As the executives of the Big 3 in Detroit - General Motors, Ford, and Chrysler - fly in their private jets to Washington in order to ask for public funds, they should consider this: a bail-out may not be the best way to revive the auto industry! The problems being faced by the Big 3 are not only a result of hard economic times, but also an inevitable conclusion of poor business practices. There are a number of things the auto industry must do to get itself back on track, and a check for $25 billion isn’t one of them. Such a measure will only prolong the inevitable collapse.
First, the Big 3 must eliminate their huge disadvantage in costs relative to foreign brands. Essentially, they pay more and provide more benefits to their workers than competitors such as BMW, Nissan, Honda, and Toyota. Additionally, they must reduce retiree benefits so that the total burden per auto for domestic producers is not higher than those of foreign competitors. This extra burden has been estimated to be over $2,000. Essentially, a competing auto to a Big 3 product has about $2,000 more added into it, and therefore feels like the better product.
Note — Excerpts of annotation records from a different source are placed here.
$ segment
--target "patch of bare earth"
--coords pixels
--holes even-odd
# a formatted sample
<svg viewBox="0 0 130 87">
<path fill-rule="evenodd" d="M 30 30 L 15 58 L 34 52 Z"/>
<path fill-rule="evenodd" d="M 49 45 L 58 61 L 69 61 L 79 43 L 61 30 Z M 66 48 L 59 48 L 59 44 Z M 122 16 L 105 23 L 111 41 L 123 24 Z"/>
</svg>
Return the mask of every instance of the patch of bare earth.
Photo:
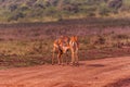
<svg viewBox="0 0 130 87">
<path fill-rule="evenodd" d="M 0 70 L 0 87 L 129 87 L 129 77 L 130 57 L 122 57 Z"/>
</svg>

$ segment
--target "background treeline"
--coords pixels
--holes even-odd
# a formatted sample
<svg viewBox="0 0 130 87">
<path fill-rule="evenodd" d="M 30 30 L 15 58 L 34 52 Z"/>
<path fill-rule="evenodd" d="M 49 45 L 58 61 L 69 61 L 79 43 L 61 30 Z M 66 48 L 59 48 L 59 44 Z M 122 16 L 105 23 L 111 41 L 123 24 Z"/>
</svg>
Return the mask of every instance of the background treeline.
<svg viewBox="0 0 130 87">
<path fill-rule="evenodd" d="M 1 23 L 129 17 L 129 0 L 0 0 Z"/>
</svg>

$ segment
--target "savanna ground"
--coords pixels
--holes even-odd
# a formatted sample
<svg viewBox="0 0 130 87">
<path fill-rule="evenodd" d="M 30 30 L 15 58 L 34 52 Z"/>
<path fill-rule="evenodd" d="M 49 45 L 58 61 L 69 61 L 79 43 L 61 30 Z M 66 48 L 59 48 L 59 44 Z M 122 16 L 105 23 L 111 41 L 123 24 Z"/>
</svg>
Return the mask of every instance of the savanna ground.
<svg viewBox="0 0 130 87">
<path fill-rule="evenodd" d="M 96 87 L 98 83 L 92 84 L 92 82 L 98 79 L 98 82 L 100 83 L 98 87 L 102 87 L 102 86 L 108 86 L 108 87 L 122 86 L 123 87 L 122 84 L 126 84 L 126 82 L 127 82 L 126 86 L 128 85 L 129 87 L 129 84 L 128 84 L 129 76 L 130 76 L 129 74 L 130 72 L 128 71 L 129 64 L 130 64 L 130 60 L 129 60 L 130 35 L 129 34 L 130 34 L 129 18 L 112 20 L 112 18 L 92 18 L 91 17 L 87 20 L 61 21 L 61 22 L 52 22 L 52 23 L 1 24 L 0 25 L 0 69 L 1 69 L 0 80 L 1 82 L 2 79 L 4 80 L 0 84 L 2 87 L 3 86 L 18 87 L 18 85 L 21 85 L 22 87 L 26 87 L 27 83 L 31 83 L 30 85 L 28 84 L 27 87 L 32 87 L 32 86 L 34 87 L 35 86 L 36 87 L 38 86 L 39 87 L 41 86 Z M 73 69 L 70 66 L 62 67 L 57 65 L 50 67 L 50 65 L 48 64 L 51 63 L 53 40 L 61 35 L 67 35 L 67 36 L 77 35 L 79 37 L 79 42 L 80 42 L 79 59 L 81 61 L 88 60 L 88 62 L 81 62 L 79 69 L 78 67 Z M 114 57 L 116 58 L 122 57 L 122 58 L 116 59 Z M 70 57 L 68 57 L 68 59 Z M 103 58 L 108 58 L 108 59 L 101 60 Z M 89 60 L 95 60 L 95 61 L 91 62 Z M 89 62 L 90 62 L 90 65 L 89 65 Z M 21 67 L 23 72 L 18 71 L 18 69 L 6 70 L 9 67 L 31 66 L 31 65 L 39 65 L 39 64 L 41 65 L 44 64 L 44 66 L 38 66 L 38 67 L 35 66 L 30 69 Z M 128 66 L 128 70 L 126 70 L 125 73 L 122 73 L 122 70 L 126 69 L 125 66 Z M 79 72 L 79 70 L 80 71 L 82 70 L 83 72 L 86 70 L 84 75 L 88 76 L 88 78 L 86 78 L 83 74 L 79 74 L 80 76 L 82 76 L 82 78 L 80 76 L 74 76 L 72 69 L 75 72 Z M 34 72 L 36 74 L 34 74 Z M 96 77 L 95 74 L 98 72 L 99 72 L 99 75 Z M 72 74 L 68 74 L 68 73 L 72 73 Z M 114 76 L 115 73 L 118 73 L 118 74 Z M 30 76 L 26 77 L 26 74 L 28 75 L 30 74 Z M 62 75 L 62 74 L 65 74 L 65 75 Z M 75 86 L 73 84 L 76 82 L 67 80 L 67 78 L 65 78 L 65 80 L 62 79 L 67 74 L 69 75 L 68 79 L 74 80 L 75 78 L 77 78 L 77 82 L 78 80 L 81 82 L 83 79 L 86 82 L 79 83 L 79 85 L 76 84 Z M 50 75 L 50 77 L 48 76 L 44 77 L 43 75 L 44 76 Z M 104 78 L 103 76 L 105 75 L 108 75 L 109 77 Z M 17 78 L 17 76 L 20 76 L 20 78 Z M 42 77 L 46 78 L 41 80 L 41 83 L 46 83 L 48 78 L 51 78 L 51 79 L 49 79 L 49 82 L 47 80 L 47 85 L 43 85 L 40 83 L 36 83 L 34 85 L 32 82 L 36 82 L 37 78 L 38 78 L 38 82 L 40 82 L 39 80 L 40 76 L 41 76 L 41 79 Z M 9 83 L 4 84 L 4 82 L 6 82 L 6 79 L 9 79 L 10 77 L 12 77 L 12 80 L 20 79 L 18 82 L 21 82 L 26 78 L 28 78 L 28 80 L 25 80 L 22 84 L 20 83 L 18 85 L 15 85 L 16 83 L 18 83 L 17 80 L 14 83 L 13 82 L 10 83 L 10 80 L 8 80 Z M 30 78 L 32 78 L 32 82 L 30 80 Z M 62 84 L 61 83 L 56 84 L 54 83 L 53 78 L 55 82 L 57 82 L 58 79 L 63 82 L 61 82 Z M 92 80 L 90 80 L 90 78 Z M 90 80 L 90 83 L 87 83 L 88 80 Z M 107 83 L 101 83 L 102 80 Z M 119 86 L 117 84 L 118 82 L 119 82 Z M 54 85 L 51 86 L 49 85 L 49 83 L 52 83 Z"/>
</svg>

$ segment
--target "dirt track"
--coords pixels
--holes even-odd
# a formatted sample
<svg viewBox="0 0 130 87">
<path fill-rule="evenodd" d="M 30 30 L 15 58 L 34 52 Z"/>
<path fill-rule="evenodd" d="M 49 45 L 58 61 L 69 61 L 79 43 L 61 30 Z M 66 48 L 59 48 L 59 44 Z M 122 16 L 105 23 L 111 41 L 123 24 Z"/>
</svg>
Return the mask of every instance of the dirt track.
<svg viewBox="0 0 130 87">
<path fill-rule="evenodd" d="M 0 70 L 0 87 L 130 87 L 129 78 L 130 57 L 82 61 L 79 66 L 44 64 Z"/>
</svg>

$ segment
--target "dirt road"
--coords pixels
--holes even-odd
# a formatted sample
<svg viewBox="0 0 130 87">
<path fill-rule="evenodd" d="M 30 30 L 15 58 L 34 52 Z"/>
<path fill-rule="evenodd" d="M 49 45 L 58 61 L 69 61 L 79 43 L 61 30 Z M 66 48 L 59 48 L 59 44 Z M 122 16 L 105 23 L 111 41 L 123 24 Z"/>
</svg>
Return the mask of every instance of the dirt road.
<svg viewBox="0 0 130 87">
<path fill-rule="evenodd" d="M 130 87 L 130 57 L 0 70 L 0 87 Z"/>
</svg>

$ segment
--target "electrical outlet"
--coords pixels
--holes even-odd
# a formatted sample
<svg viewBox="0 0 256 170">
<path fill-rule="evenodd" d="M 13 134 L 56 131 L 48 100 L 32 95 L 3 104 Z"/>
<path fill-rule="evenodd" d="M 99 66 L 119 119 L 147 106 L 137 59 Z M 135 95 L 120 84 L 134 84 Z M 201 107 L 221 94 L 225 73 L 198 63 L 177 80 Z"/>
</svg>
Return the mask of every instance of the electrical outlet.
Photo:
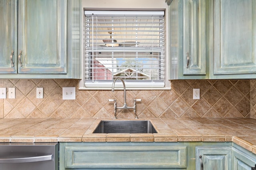
<svg viewBox="0 0 256 170">
<path fill-rule="evenodd" d="M 200 89 L 193 89 L 193 99 L 200 99 Z"/>
<path fill-rule="evenodd" d="M 36 98 L 42 99 L 44 98 L 44 88 L 42 87 L 36 88 Z"/>
<path fill-rule="evenodd" d="M 6 98 L 6 88 L 0 88 L 0 99 Z"/>
<path fill-rule="evenodd" d="M 8 88 L 8 98 L 9 99 L 15 98 L 15 87 L 10 87 Z"/>
<path fill-rule="evenodd" d="M 76 100 L 76 87 L 63 87 L 62 88 L 62 100 Z"/>
</svg>

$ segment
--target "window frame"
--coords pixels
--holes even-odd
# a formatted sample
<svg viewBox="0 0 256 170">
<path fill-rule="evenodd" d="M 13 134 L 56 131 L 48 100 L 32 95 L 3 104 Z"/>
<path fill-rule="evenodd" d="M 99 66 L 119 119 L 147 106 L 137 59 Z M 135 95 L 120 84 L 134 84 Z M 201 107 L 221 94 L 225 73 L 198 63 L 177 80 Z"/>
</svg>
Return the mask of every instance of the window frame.
<svg viewBox="0 0 256 170">
<path fill-rule="evenodd" d="M 96 8 L 94 8 L 94 10 L 97 9 Z M 84 9 L 84 10 L 85 8 Z M 119 8 L 118 10 L 120 10 L 120 8 Z M 102 9 L 100 8 L 100 10 L 109 10 L 108 8 L 106 9 Z M 112 9 L 113 10 L 113 9 Z M 126 9 L 126 10 L 137 10 L 136 9 L 131 8 L 131 9 Z M 142 9 L 143 10 L 143 9 Z M 144 10 L 148 10 L 149 9 L 145 9 Z M 160 8 L 160 9 L 154 9 L 152 10 L 164 10 L 165 12 L 165 15 L 164 16 L 164 20 L 165 20 L 165 33 L 164 33 L 164 36 L 165 36 L 165 49 L 164 49 L 164 86 L 156 86 L 156 82 L 141 82 L 138 81 L 137 82 L 133 83 L 127 83 L 126 82 L 126 86 L 127 90 L 170 90 L 170 81 L 168 80 L 168 78 L 169 77 L 169 74 L 170 74 L 170 64 L 169 64 L 169 59 L 168 56 L 169 56 L 169 52 L 168 52 L 168 33 L 167 30 L 168 29 L 168 25 L 169 25 L 169 21 L 168 21 L 168 8 Z M 140 8 L 140 10 L 141 10 L 142 8 Z M 83 12 L 84 12 L 84 11 L 83 11 Z M 85 16 L 83 15 L 83 18 L 84 20 Z M 84 23 L 84 21 L 83 21 L 83 23 Z M 83 28 L 84 28 L 84 26 L 83 27 Z M 83 31 L 83 32 L 84 32 Z M 84 40 L 83 41 L 85 41 Z M 84 43 L 82 44 L 82 49 L 83 49 L 83 46 Z M 83 58 L 84 57 L 84 54 L 85 53 L 85 51 L 83 51 Z M 84 62 L 84 60 L 82 60 Z M 84 68 L 83 68 L 84 67 L 84 64 L 82 64 L 82 69 L 83 71 L 85 70 Z M 88 87 L 86 87 L 85 86 L 85 76 L 84 74 L 83 73 L 83 77 L 82 79 L 80 81 L 79 83 L 79 89 L 80 90 L 110 90 L 112 87 L 112 84 L 113 82 L 113 80 L 110 80 L 108 82 L 106 81 L 104 83 L 102 83 L 102 82 L 99 83 L 98 82 L 95 82 L 92 83 L 92 86 L 90 86 Z M 116 82 L 116 84 L 115 85 L 115 88 L 117 90 L 122 90 L 122 83 L 119 81 L 117 81 Z"/>
</svg>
So why do Big 3 workers get provided with so much more than those of the foreign competition? The problem lies with the UAW (United Auto Workers). The Big 3 has folded in the past to their desires, and essentially paid UAW workers more and more for less and less work.
Since the management of the Big 3 has not addressed these issues, they continue to lose stockholders’ money at record amounts and in record times. The best way for things to change, therefore, is a change in management, which can get the Big 3 going back in the right direction by restructuring the entire industry with respect to new energy research and material sciences.
The federal government should oversee a managed bankruptcy of the Big 3, provide guarantees for post-bankruptcy financing and assure those who purchase the Big 3 autos that their warranties are not at risk. By restructuring the Big 3 while still retaining the faith of the buyers, the Big 3 can experience a revival. However, a $25 billion bail-out check may simply doom them for good.